Князья же белозерские отдельно со своим войском выехали; изготовленным выглядит войско их.
Князь же великий отпустил брата своего, князя Владимира, дорогою-на Брашево, а белозерских князей — Болвановскою дорогою, сам же великий князь пошел дорогою на Котел.* Впереди ему солнце ярко сверкает, а вслед ему тихий ветерок веет. А потому разлучился князь великий с братом своим, что не поместиться им было на одной дороге.

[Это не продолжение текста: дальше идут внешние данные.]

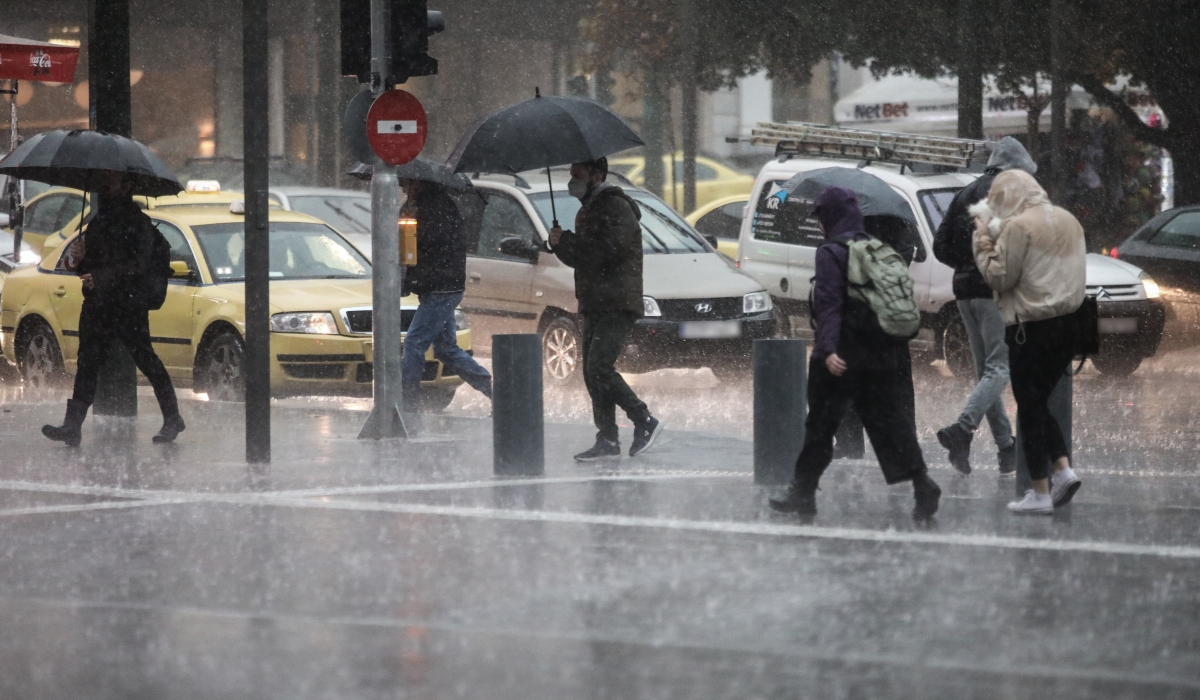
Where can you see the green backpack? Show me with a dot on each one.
(877, 276)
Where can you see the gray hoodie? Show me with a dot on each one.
(952, 243)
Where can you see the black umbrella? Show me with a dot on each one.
(83, 159)
(419, 169)
(541, 133)
(880, 203)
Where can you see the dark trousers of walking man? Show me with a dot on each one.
(604, 339)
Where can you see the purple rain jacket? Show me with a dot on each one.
(838, 211)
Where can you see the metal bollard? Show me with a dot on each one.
(780, 405)
(519, 443)
(1060, 407)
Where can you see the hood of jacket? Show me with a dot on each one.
(1014, 191)
(1011, 155)
(838, 211)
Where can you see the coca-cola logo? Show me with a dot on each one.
(40, 63)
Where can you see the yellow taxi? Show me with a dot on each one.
(321, 310)
(54, 215)
(720, 222)
(713, 179)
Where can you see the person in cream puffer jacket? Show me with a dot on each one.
(1031, 252)
(1033, 257)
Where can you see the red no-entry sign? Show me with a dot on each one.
(396, 127)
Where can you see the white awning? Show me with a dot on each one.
(913, 105)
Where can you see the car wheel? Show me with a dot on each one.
(1116, 364)
(221, 368)
(562, 351)
(957, 350)
(41, 359)
(437, 399)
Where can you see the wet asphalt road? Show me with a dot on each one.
(361, 569)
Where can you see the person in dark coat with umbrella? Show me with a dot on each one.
(115, 265)
(846, 370)
(438, 279)
(605, 249)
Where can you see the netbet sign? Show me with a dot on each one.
(881, 111)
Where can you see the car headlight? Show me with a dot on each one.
(316, 322)
(1151, 286)
(756, 303)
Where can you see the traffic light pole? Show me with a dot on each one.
(385, 419)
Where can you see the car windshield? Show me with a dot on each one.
(663, 231)
(346, 214)
(299, 251)
(936, 203)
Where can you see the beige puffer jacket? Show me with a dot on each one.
(1032, 253)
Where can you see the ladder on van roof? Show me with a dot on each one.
(816, 139)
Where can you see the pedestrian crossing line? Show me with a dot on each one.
(760, 528)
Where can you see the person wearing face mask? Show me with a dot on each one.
(605, 250)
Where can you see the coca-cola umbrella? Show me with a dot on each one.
(541, 133)
(83, 159)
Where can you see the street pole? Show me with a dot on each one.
(688, 106)
(108, 73)
(256, 144)
(387, 274)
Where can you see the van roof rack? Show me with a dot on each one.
(815, 139)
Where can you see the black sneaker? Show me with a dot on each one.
(799, 501)
(927, 494)
(1007, 459)
(600, 450)
(645, 436)
(958, 441)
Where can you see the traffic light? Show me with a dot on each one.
(412, 24)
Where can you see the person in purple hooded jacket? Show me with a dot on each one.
(847, 371)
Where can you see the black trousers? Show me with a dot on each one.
(883, 401)
(1038, 354)
(604, 339)
(100, 328)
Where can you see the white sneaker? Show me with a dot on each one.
(1032, 504)
(1062, 486)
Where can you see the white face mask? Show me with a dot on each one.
(579, 187)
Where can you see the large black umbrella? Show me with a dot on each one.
(887, 214)
(541, 133)
(83, 159)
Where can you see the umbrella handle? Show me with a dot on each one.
(553, 210)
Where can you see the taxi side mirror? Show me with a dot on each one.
(180, 270)
(519, 247)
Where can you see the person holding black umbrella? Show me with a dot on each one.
(119, 269)
(605, 249)
(438, 279)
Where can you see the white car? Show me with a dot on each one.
(780, 253)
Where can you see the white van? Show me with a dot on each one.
(780, 251)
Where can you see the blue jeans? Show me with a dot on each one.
(985, 333)
(433, 324)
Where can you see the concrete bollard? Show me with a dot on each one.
(1060, 407)
(519, 443)
(780, 405)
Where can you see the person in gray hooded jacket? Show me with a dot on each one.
(981, 316)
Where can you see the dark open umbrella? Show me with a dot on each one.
(541, 133)
(882, 207)
(83, 159)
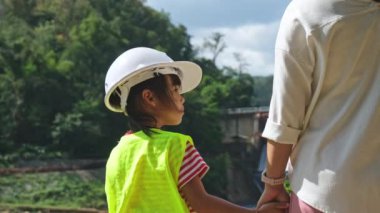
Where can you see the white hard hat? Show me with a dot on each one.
(139, 64)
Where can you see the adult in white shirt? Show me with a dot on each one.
(325, 108)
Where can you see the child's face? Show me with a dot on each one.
(173, 114)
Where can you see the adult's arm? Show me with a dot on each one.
(277, 158)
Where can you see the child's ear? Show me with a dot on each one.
(148, 97)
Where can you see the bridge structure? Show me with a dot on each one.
(242, 129)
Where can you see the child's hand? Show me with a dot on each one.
(273, 207)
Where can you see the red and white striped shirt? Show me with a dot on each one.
(192, 165)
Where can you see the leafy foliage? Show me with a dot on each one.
(53, 59)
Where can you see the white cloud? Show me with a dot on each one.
(254, 43)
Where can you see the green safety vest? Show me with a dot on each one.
(142, 173)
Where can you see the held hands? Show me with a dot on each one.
(273, 194)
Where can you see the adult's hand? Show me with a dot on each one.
(273, 194)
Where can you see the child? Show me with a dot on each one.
(151, 170)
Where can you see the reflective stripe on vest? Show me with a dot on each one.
(142, 173)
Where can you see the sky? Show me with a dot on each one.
(249, 28)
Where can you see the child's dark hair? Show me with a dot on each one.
(137, 117)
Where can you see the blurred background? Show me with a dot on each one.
(55, 132)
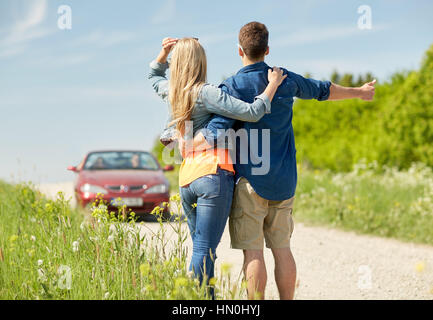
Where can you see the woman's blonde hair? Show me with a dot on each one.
(188, 69)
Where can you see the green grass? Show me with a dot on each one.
(384, 202)
(50, 251)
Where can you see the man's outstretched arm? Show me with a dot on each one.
(366, 92)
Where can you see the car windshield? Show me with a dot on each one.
(120, 161)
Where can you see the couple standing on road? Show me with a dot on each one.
(216, 182)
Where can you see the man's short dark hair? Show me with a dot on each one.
(253, 38)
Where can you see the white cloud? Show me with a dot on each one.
(24, 30)
(216, 38)
(100, 39)
(316, 35)
(165, 13)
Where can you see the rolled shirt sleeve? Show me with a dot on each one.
(219, 102)
(311, 88)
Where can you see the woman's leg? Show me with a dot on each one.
(189, 199)
(215, 193)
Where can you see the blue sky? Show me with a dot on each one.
(66, 92)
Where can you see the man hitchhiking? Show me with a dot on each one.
(263, 201)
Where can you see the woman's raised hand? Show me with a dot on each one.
(275, 76)
(168, 44)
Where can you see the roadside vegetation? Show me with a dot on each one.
(50, 251)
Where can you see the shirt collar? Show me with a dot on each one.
(254, 67)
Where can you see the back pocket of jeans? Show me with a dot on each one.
(207, 187)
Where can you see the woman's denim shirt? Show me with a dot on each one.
(211, 100)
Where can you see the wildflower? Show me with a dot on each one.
(212, 281)
(41, 275)
(75, 246)
(144, 269)
(226, 267)
(180, 282)
(420, 266)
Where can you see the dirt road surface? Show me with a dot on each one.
(334, 264)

Княгиня же великая Евдокия со своею невесткою, княгинею Владимира Марией, и с воеводскими женами и с боярынями взошла в златоверхий свой терем в набережный и села на рундуке * под стекольчатыми окнами. Ибо уже в последний раз видит великого князя, слезы проливая, как речной поток. С великою печалью, сложив руки свои у груди своей, говорит: «Господи боже мой, вышний творец, взгляни на мое смирение, удостой меня, господи, увидеть вновь моего государя, славнейшего среди людей великого князя Дмитрия Ивановича. Дай же* ему, господи, помощь от своей твердой руки, чтобы победил вышедших на него поганых половцев. И не допусти, господи, того, что за много лет до этого было, когда страшная битва была на Калке* меж русскими князьями и погаными половцами, агарянами; и теперь избавь, господи, от подобной беды и спаси, и помилуй! Не дай же, господи, погибнуть сохранившемуся христианству, да славится имя твое святое в Русской земле! Со времени той калкской беды и страшного побоища татарского и ныне еще Русская земля в печали, и нет уже у нее надежды ни на кого, только на тебя, всемилостивого бога, ибо ты можешь оживить и умертвить. Я же, грешная, имею теперь двух наследников, еще молоденьких очень, князя Василия и князя Юрия:* когда припечет их ясное солнце с юга или ветер повеет к западу — ни того, ни другого не смогут еще вынести. Что же тогда я, грешная, поделаю? Так возврати им, господи, отца их, великого князя, здоровым, тогда и земля их спасется, и они всегда будут царствовать».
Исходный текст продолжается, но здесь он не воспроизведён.